The wood, of yellowish colour, hard, heavy (about 960 kg/m3) and rich in tannins, is utilized in the civil and naval, for internal and external works, constructions, being very resistant to the atmospheric agents and to the xylophagous parasites, of valuable furniture and tools. The inner bark is utilized in the traditional medicine for various pathologies, even if it presents many contraidications and may reveal toxic even at low doses.

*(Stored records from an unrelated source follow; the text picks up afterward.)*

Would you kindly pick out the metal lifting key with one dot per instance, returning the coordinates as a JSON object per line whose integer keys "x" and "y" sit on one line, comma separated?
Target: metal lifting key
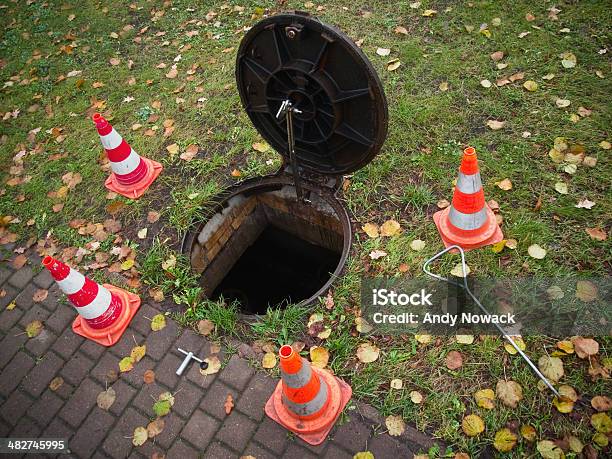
{"x": 287, "y": 109}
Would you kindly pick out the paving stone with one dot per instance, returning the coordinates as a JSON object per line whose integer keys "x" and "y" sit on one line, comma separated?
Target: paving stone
{"x": 106, "y": 363}
{"x": 10, "y": 345}
{"x": 43, "y": 279}
{"x": 180, "y": 450}
{"x": 165, "y": 372}
{"x": 258, "y": 451}
{"x": 21, "y": 278}
{"x": 67, "y": 343}
{"x": 173, "y": 425}
{"x": 91, "y": 433}
{"x": 41, "y": 375}
{"x": 236, "y": 430}
{"x": 15, "y": 406}
{"x": 200, "y": 429}
{"x": 124, "y": 394}
{"x": 161, "y": 342}
{"x": 41, "y": 343}
{"x": 255, "y": 396}
{"x": 45, "y": 408}
{"x": 26, "y": 428}
{"x": 76, "y": 368}
{"x": 385, "y": 446}
{"x": 135, "y": 377}
{"x": 142, "y": 320}
{"x": 217, "y": 450}
{"x": 335, "y": 452}
{"x": 79, "y": 404}
{"x": 32, "y": 313}
{"x": 118, "y": 442}
{"x": 187, "y": 398}
{"x": 215, "y": 398}
{"x": 237, "y": 373}
{"x": 190, "y": 341}
{"x": 14, "y": 372}
{"x": 352, "y": 435}
{"x": 126, "y": 343}
{"x": 58, "y": 429}
{"x": 272, "y": 435}
{"x": 146, "y": 397}
{"x": 92, "y": 349}
{"x": 294, "y": 451}
{"x": 60, "y": 319}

Synonyms: Tecoma impetiginosa Mart. (1843); Tabebuia avellanedae Lorentz ex Griseb. (1879); Tabebuia palmeri Rose (1891); Tecoma adenophylla Bureau & K.Schum. (1897); Gelseminum avellanedae (Lorentz ex Griseb.) Kuntze (1898); Tecoma avellanedae (Lorentz ex Griseb.) Speg. (1910); Tabebuia nicaraguensis S.F.Blake (1917); Tecoma integra (Sprague) Hassl. (1917); Tabebuia dugandii Standl. (1933); Tabebuia impetiginosa (Mart. ex DC.) Standl. (1936); Handroanthus avellanedae (Lorentz ex Griseb.) Mattos (1970); Tabebuia schunkevigoi D.R.Simpson (1972).